George McGraw's NGO DIGDEEP organizes sustainable water projects from its headquarters in Los Angeles. The group had worked exclusively outside the US until a prospective donor alerted McGraw to what he calls "water poverty" in his own country.
“I had looked up the data and knew that, yeah, there are millions of Americans living without clean water,” he says. But ”I didn’t assume that would somehow look like it does in Africa, or Southeast Asia or in Latin America, if someone doesn’t have access to water. But it’s remarkably similar,”
That call from the potential donor led McGraw and DIGDEEP to begin their first project in the U.S., on the Navajo Nation in New Mexico. Now they’re raising $50,000 to hire a local company to install a hookup to a water line 1,200 feet away from LaTanya Dickson’s home in northern Arizona, along with a bathroom, kitchen sink and septic system.
Dickson lives in a 24-by-24-foot hogan with her husband and four of her five kids. The other child, 18-month-old Lisa, lives in a medical group home in Phoenix, more than 200 miles away.
Watching phone videos the nurses send is the closest Dickson gets to Lisa for days at a time.
“We missed everything — her first laugh, her first Christmas,” Dickson says.
Baby Lisa was born with a rare digestive disorder. Dickson says her doctors told her that Lisa could have a small intestine transplant, but that she wouldn’t survive the procedure without running water to keep her clean at all times.
LaTanya Dickson's 18 month-old daughter Lisa has spent her entire life in a medical facility due to a condition that requires regular access to clean water. Dickson hopes the new water line DIGDEEP is helping bring to her family's home will finally allow Lisa to join her family.
“For them to tell you that your daughter has to stay here, she can’t go home because you don’t have the basic necessities to take care of her, that’s really heartbreaking,” Dickson says.
Soon after she went on the radio to talk about her situation, she heard from DIGDEEP with an offer of help.

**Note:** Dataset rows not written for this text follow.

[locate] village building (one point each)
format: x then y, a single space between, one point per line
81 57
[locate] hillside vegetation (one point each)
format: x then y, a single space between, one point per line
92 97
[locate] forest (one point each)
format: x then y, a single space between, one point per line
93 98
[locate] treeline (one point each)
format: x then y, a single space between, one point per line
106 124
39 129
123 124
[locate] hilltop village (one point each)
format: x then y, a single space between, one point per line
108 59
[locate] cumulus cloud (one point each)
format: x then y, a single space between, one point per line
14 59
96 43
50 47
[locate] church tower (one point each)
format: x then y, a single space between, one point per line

McGraw says without DIGDEEP’s help it would take two to three years to begin the survey process for a water line and then an indefinite amount of time to actually construct it.
He says DIGDEEP will have it done in a fraction of that time, so Dickson’s family can bring Lisa home.
McGraw says Dickson’s story is not uncommon. About a million children in the U.S. don’t have safe running water at home.
“There is a concentration of those children in the Southwest on the Navajo Nation,” he says. “Baby Lisa helps us tell the story, but it’s not where the story ends.”
McGraw says DIGDEEP’s work with Dickson’s family is just the beginning of the organization’s story here in the US. DIGDEEP is working with another Navajo community to bring water and indoor plumbing to more than 200 families. And they hope to take what they’re learning in the Southwest to help inform their work in other communities both inside and outside the US.